When Salemina fails to understand anything, the world is kept in complete ignorance,—least of all would she stoop to ask a humble maid servant to translate the vernacular of the country; so she replied affably, "Certainly, Susanna, that is the kind we always prefer. I suppose it is covered?"
Francesca did not notice, until her coachman alighted to deliver the first letter and cards, that he had one club foot and one wooden leg; it was then that the full significance of "lamiter" came to her. He was covered, however, as Salemina had supposed, and the occurrence gave us a precious opportunity of chaffing that dungeon of learning. He was tolerably alert and vigorous, too, although he certainly did not impart elegance to a vehicle, and he knew every street in the court end of Edinburgh, and every close and wynd in the Old Town. On this our first meeting with him, he faltered only when Francesca asked him last of all to drive to "Kildonan House, Helmsdale;" supposing, not unnaturally, that it was as well known an address as Morningside House, Tipperlinn, whence she had just come. The lamiter had never heard of Kildonan House nor of Helmsdale, and he had driven in the streets of Auld Reekie for thirty years. None of the drivers whom he consulted could supply any information; Susanna Crum couldna say that she had ever heard of it, nor could Mrs. M'Collop nor Miss Diggity-Dalgety. It was reserved for Lady Baird to explain that Helmsdale was two hundred and eighty miles north, and that Kildonan House was ten miles from the Helmsdale railway station, so that the poor lamiter would have had a weary drive even had he known the way. The friends who had given us letters to Mr. and Mrs. Jameson-Inglis (Jimmyson-Ingals) must have expected us either to visit John o' Groats on the northern border, and drop in on Kildonan House en route, or to send our note of introduction by post and await an invitation to pass the summer. At all events, the anecdote proved very pleasing to our Edinburgh acquaintances. I hardly know whether, if they should visit America, they would enjoy tales of their own stupidity as hugely as they did the tales of ours, but they really were very appreciative in this particular, and it is but justice to ourselves to say that we gave them every opportunity for enjoyment.
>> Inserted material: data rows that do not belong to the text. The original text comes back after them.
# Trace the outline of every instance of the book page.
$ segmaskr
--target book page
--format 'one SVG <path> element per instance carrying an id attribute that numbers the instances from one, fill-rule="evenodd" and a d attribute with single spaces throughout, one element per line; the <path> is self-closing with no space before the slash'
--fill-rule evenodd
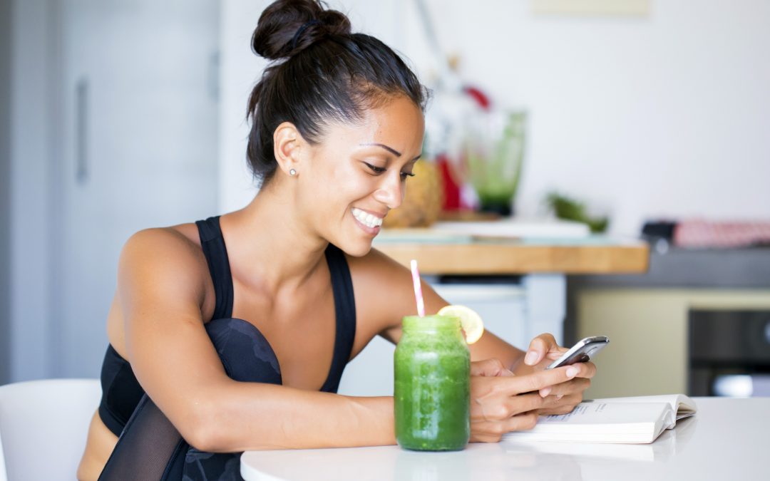
<path id="1" fill-rule="evenodd" d="M 584 401 L 588 403 L 589 401 Z M 594 403 L 666 403 L 676 413 L 676 419 L 681 419 L 695 413 L 695 402 L 684 394 L 662 394 L 659 396 L 637 396 L 631 397 L 603 398 L 593 399 Z"/>
<path id="2" fill-rule="evenodd" d="M 535 429 L 549 429 L 548 425 L 580 425 L 581 429 L 612 430 L 611 425 L 654 423 L 664 411 L 670 409 L 667 403 L 603 403 L 598 400 L 583 402 L 567 414 L 541 416 Z M 596 426 L 596 427 L 594 427 Z M 561 429 L 561 428 L 559 428 Z M 569 429 L 569 428 L 567 428 Z"/>

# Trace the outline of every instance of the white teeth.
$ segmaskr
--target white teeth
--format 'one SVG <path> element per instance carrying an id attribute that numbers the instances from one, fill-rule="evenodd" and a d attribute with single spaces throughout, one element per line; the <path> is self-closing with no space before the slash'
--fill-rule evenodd
<path id="1" fill-rule="evenodd" d="M 373 229 L 375 227 L 383 225 L 382 218 L 377 217 L 377 215 L 373 215 L 372 214 L 368 214 L 361 210 L 360 209 L 357 209 L 353 207 L 351 209 L 351 212 L 353 212 L 353 216 L 356 219 L 357 219 L 359 222 L 360 222 L 364 225 L 367 225 L 367 227 Z"/>

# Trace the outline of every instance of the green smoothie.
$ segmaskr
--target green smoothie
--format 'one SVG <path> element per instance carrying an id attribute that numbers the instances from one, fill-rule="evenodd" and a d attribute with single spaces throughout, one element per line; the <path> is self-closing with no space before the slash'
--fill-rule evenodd
<path id="1" fill-rule="evenodd" d="M 407 449 L 462 449 L 470 436 L 470 353 L 454 317 L 410 316 L 396 347 L 396 439 Z"/>

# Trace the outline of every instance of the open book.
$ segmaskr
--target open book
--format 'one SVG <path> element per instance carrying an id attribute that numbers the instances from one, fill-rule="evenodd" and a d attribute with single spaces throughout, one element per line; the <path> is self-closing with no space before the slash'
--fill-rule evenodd
<path id="1" fill-rule="evenodd" d="M 683 394 L 593 399 L 569 414 L 541 416 L 534 429 L 508 433 L 503 440 L 649 443 L 695 409 Z"/>

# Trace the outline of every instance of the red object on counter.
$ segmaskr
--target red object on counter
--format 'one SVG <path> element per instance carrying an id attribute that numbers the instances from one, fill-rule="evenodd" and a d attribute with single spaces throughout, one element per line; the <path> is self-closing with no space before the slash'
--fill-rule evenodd
<path id="1" fill-rule="evenodd" d="M 438 168 L 441 172 L 441 182 L 444 185 L 444 210 L 457 210 L 460 209 L 460 185 L 452 177 L 451 167 L 446 154 L 440 154 L 436 158 Z"/>
<path id="2" fill-rule="evenodd" d="M 674 245 L 691 249 L 729 249 L 770 245 L 770 222 L 687 220 L 674 228 Z"/>

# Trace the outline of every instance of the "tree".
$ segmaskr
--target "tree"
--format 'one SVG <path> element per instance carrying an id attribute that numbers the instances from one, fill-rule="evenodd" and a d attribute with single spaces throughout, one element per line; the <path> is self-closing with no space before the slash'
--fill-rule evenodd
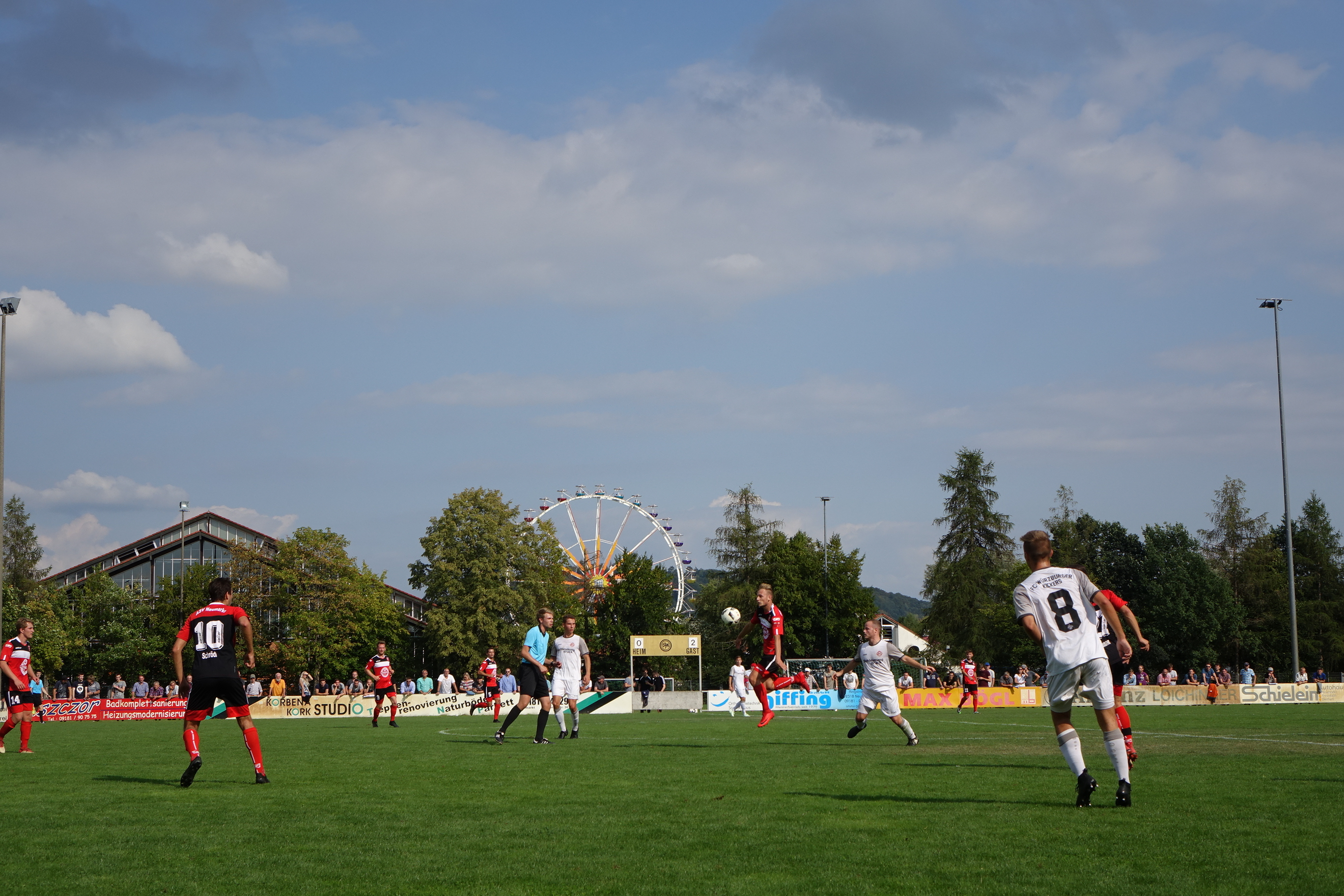
<path id="1" fill-rule="evenodd" d="M 38 568 L 39 563 L 38 528 L 30 521 L 23 498 L 15 494 L 4 504 L 4 583 L 28 594 L 51 572 L 51 567 Z"/>
<path id="2" fill-rule="evenodd" d="M 934 523 L 948 532 L 925 570 L 923 595 L 930 600 L 925 629 L 957 650 L 988 650 L 981 610 L 1011 600 L 1011 591 L 1003 594 L 1000 574 L 1011 560 L 1012 540 L 1008 516 L 993 509 L 999 500 L 993 469 L 981 451 L 961 449 L 956 465 L 938 477 L 948 497 L 945 514 Z"/>
<path id="3" fill-rule="evenodd" d="M 344 678 L 363 669 L 379 639 L 395 662 L 409 662 L 406 619 L 383 575 L 351 557 L 348 547 L 345 536 L 309 527 L 274 547 L 234 545 L 235 603 L 253 621 L 259 672 Z"/>
<path id="4" fill-rule="evenodd" d="M 1218 645 L 1236 631 L 1241 610 L 1184 525 L 1144 527 L 1144 579 L 1148 587 L 1136 613 L 1153 642 L 1154 662 L 1198 666 L 1219 660 Z"/>
<path id="5" fill-rule="evenodd" d="M 438 606 L 425 614 L 431 653 L 473 666 L 487 647 L 515 665 L 536 610 L 573 610 L 564 587 L 564 552 L 550 521 L 532 527 L 493 489 L 464 489 L 430 520 L 423 559 L 410 564 L 411 587 Z"/>

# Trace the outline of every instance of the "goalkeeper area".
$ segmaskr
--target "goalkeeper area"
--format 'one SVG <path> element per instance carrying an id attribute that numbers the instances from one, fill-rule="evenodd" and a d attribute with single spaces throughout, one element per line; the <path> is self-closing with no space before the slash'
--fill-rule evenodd
<path id="1" fill-rule="evenodd" d="M 504 746 L 489 716 L 34 725 L 0 756 L 11 857 L 47 893 L 1337 893 L 1344 705 L 1137 708 L 1134 805 L 1090 711 L 1101 782 L 1044 709 L 582 716 Z M 556 727 L 548 725 L 548 736 Z"/>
But I must go back to our first grand dinner in Scotland. We were dressed at quarter past seven, when, in looking at the invitation again, we discovered that the dinner-hour was eight o'clock, not seven-thirty. Susanna did not happen to know the exact or approximate distance to Fotheringay Crescent, but the maiden Boots affirmed that it was only two minutes' drive, so we sat down in front of the fire to chat.